From Tell-to-Design to Healthcare Test-Fit Constraint Checking: An LLM-Compatible Requirements-to-Constraints Framework
DOI:
https://doi.org/10.69987/JACS.2023.31105Keywords:
healthcare architecture, clinical user group, early-stage test-fit, constraint checking, behavioral health crisis unit, emergency department planning, natural language processing, large language models, room data sheets, adjacency constraintsAbstract
Language-guided floor-plan generation is attractive for early design, but hospital and behavioral health planning should not be treated as direct automatic plan generation. Early healthcare test-fits depend on jurisdictional review, owner standards, infection prevention, behavioral health safety, staff workflow, and clinical risk judgments that exceed a simple room-list prediction task. This paper reframes the problem as requirements-to-constraints translation followed by explicit constraint checking for early-stage test-fit design. We compiled HPEV-401, a source-grounded corpus of 401 emergency and behavioral health planning statements from four public healthcare planning sources: the International Health Facility Guidelines Emergency Unit functional planning unit, a room-data-sheet compendium, the U.S. Department of Veterans Affairs Emergency Department space planning criteria, and the Facility Guidelines Institute behavioral health crisis unit white paper.
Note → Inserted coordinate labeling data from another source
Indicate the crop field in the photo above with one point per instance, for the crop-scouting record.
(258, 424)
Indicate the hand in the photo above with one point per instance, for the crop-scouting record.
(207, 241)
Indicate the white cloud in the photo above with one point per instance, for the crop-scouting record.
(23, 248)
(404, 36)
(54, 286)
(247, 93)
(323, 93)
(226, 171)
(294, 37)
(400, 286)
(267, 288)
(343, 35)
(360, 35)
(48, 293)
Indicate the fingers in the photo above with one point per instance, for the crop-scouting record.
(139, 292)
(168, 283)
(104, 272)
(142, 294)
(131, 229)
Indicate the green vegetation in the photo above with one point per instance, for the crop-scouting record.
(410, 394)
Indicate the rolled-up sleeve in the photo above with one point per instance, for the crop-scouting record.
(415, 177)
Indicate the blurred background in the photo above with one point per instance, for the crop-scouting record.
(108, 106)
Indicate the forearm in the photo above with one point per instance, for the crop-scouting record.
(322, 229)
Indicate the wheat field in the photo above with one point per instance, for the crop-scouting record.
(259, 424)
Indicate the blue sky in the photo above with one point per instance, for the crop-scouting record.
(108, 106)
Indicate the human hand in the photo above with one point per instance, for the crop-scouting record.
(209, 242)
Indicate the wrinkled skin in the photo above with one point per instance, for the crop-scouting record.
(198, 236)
Each record preserves source and page metadata and is mapped to room-program, adjacency, and risk labels. Three translators were evaluated: a keyword baseline, a TF-IDF one-vs-rest logistic regression model, and a hybrid structured translator that combines lexical evidence, supervised multi-label prediction, and schema-level normalization. A graph-based checker then evaluated 324 candidate test-fit graphs created from the held-out split under four perturbation levels. The hybrid translator achieved held-out micro-F1 of 0.874 for room-program extraction, 0.744 for adjacency extraction, and 0.762 for risk extraction. With gold constraints, the checker detected all injected violations across nonzero severities. With hybrid-predicted constraints, the checker reached 0.956 recall at the highest perturbation severity. The results support a cautious design-assistance position: language models can structure clinical intent and route it to externally maintained profiles, while deterministic checkers expose conflicts for professional review rather than asserting code compliance.